Intro to Logistic Regression with sklearn

What is Logistic Regression

Logistic regression is a method used for binary classification problems. In other words it classifies your data as 0 or 1. Some examples of cases where LR is used include detecting if an email is spam or not, if someone will vote, or even the risk of developing a disease. To do this LR uses the Logistic Function, hence the name Logistic Regression.

Logistic Function

The Logistic function is an s-shaped curve with the equation 1/e^-x. As you can see below it can map out any real number to a value between 0 and 1 though not those limits itself.

Example

Download the dataset from Kaggle: https://www.kaggle.com/c/titanic/data?select=train.csv

Then import the needed libraries as well as the dataset.

import pandas as pd
from sklearn.linear_model import LogisticRegression
from sklearn.model_selection import train_test_split
from sklearn.metrics import mean_squared_error, mean_squared_log_error

df = pd.read_csv('../../Downloads/train.csv')
df.head()

Next we are going to change the categorial data into indicator variables and get rid of the features that we don't need such as the peoples names.

x_feats = ['Pclass', 'Sex', 'Age', 'SibSp', 'Fare', 'Cabin', 'Embarked']
X = pd.get_dummies(df[x_feats], drop_first=True)
y = df['Survived']
X.head()

Lastly before we get to building our model, we are going to fill any missing values as well as normalize our data, this helps our model run faster, though it is not required for logistic regression.

# Fill missing values
X = X.fillna(value=0) 
for col in X.columns:
    # Subtract the minimum and divide by the range forcing a scale of 0 to 1 for each feature
    X[col] = (X[col] - min(X[col]))/ (max(X[col]) - min(X[col]))

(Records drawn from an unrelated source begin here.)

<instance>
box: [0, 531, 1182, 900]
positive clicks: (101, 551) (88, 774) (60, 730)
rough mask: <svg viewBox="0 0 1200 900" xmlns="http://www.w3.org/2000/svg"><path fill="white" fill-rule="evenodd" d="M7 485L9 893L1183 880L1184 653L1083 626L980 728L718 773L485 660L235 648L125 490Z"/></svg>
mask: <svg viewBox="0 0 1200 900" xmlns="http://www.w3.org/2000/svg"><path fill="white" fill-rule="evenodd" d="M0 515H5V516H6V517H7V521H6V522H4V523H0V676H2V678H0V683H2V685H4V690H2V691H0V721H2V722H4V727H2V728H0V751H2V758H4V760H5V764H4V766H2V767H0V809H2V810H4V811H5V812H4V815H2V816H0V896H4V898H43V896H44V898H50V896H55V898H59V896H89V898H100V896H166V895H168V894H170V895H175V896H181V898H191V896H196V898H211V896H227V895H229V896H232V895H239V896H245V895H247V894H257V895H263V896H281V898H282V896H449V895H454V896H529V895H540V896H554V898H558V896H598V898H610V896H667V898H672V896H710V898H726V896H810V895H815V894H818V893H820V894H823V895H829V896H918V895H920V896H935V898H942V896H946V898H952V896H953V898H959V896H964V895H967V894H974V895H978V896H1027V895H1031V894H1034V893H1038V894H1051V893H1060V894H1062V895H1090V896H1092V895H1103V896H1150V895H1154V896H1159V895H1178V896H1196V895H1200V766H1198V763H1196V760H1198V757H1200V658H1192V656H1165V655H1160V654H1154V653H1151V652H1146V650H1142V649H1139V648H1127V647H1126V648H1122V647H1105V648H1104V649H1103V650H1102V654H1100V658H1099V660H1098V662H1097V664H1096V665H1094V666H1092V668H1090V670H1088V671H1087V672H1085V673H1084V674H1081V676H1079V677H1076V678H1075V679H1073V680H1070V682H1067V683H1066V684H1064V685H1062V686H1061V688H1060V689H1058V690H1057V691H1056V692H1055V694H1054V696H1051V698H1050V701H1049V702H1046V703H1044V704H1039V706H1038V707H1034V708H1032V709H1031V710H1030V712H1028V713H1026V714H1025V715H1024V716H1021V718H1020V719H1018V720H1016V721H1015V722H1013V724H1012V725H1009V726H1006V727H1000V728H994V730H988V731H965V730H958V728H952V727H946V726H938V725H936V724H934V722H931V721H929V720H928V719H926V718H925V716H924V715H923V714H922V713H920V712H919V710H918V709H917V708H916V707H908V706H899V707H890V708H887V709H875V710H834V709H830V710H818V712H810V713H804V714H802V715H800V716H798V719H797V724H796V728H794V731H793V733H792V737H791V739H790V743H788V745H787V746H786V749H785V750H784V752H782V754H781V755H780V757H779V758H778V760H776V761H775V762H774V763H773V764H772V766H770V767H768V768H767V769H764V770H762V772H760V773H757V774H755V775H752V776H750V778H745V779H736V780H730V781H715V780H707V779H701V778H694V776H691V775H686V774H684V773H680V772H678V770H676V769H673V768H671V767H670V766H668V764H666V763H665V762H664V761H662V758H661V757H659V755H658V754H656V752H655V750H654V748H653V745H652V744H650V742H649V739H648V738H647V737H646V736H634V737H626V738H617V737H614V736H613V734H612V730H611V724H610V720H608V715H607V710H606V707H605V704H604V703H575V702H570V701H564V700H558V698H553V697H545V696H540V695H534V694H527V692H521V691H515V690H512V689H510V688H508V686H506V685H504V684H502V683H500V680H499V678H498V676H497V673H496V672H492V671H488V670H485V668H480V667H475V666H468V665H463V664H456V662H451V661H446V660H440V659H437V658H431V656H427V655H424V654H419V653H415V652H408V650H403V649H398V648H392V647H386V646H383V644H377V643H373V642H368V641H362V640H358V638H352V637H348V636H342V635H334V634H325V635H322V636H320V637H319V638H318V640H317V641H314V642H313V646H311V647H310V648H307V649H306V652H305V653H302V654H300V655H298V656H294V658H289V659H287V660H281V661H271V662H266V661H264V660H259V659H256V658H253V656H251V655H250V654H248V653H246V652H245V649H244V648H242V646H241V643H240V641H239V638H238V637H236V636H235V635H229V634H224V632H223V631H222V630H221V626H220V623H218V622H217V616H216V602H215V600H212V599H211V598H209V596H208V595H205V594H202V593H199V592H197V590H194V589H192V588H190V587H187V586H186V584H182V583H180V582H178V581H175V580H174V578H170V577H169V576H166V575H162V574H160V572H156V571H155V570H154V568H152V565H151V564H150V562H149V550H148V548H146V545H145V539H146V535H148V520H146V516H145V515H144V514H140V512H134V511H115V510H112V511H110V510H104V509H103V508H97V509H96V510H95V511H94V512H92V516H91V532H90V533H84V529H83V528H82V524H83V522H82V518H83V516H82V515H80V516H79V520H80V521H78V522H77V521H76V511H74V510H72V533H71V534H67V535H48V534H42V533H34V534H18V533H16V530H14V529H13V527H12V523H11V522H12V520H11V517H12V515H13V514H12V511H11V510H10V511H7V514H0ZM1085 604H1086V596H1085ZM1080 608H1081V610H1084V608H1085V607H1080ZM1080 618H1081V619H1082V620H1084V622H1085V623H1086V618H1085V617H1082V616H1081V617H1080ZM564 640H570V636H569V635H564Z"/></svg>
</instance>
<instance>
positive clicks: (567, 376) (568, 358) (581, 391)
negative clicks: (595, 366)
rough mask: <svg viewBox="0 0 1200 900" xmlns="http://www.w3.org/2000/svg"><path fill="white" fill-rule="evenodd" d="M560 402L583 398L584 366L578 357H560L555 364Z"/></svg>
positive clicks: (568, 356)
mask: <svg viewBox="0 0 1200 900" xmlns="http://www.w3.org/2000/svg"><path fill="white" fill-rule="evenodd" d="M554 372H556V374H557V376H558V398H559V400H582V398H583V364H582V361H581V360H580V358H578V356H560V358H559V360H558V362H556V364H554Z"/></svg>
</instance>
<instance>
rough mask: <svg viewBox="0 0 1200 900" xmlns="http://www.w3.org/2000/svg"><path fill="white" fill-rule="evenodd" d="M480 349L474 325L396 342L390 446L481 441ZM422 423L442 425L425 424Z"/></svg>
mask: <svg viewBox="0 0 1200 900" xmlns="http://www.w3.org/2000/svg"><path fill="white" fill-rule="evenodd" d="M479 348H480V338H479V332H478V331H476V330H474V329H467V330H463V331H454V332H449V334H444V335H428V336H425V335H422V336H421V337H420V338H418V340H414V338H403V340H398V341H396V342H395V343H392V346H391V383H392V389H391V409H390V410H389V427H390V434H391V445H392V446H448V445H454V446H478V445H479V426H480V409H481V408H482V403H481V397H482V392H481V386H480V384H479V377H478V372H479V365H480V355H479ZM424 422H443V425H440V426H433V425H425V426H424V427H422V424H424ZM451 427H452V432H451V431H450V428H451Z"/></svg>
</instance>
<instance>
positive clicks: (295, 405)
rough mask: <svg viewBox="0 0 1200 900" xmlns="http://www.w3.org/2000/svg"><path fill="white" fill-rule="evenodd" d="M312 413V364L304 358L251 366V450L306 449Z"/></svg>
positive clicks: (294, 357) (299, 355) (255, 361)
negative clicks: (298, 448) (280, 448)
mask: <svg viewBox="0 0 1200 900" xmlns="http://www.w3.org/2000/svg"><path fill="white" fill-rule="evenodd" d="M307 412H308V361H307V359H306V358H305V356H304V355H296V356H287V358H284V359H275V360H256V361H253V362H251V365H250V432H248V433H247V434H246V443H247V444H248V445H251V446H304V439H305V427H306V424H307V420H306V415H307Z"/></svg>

Now we can actually split our data and add our model.


X_train, X_test, y_train, y_test = train_test_split(X, y, random_state=0)

logreg = LogisticRegression(fit_intercept=False, C=100, solver='liblinear')
model_log = logreg.fit(X_train, y_train)
model_log

Then finally we can check out how our model performed.

print('Training r^2:', logreg.score(X_train, y_train))
print('Test r^2:', logreg.score(X_test, y_test))
print('Training MSE:', mean_squared_error(y_train, logreg.predict(X_train)))
print('Test MSE:', mean_squared_error(y_test, logreg.predict(X_test)))

78% on the testing, not too shabby for predicting if someone survived from the titanic or not. As you can see from the step I created the model I increased C from it's default 1 to 1000, by increasing this value it becomes more likely that the parameters will be increased in magnitude simply to adjust for small perturbations in the data. I would suggest playing with this value and seeing how it changes your predictions.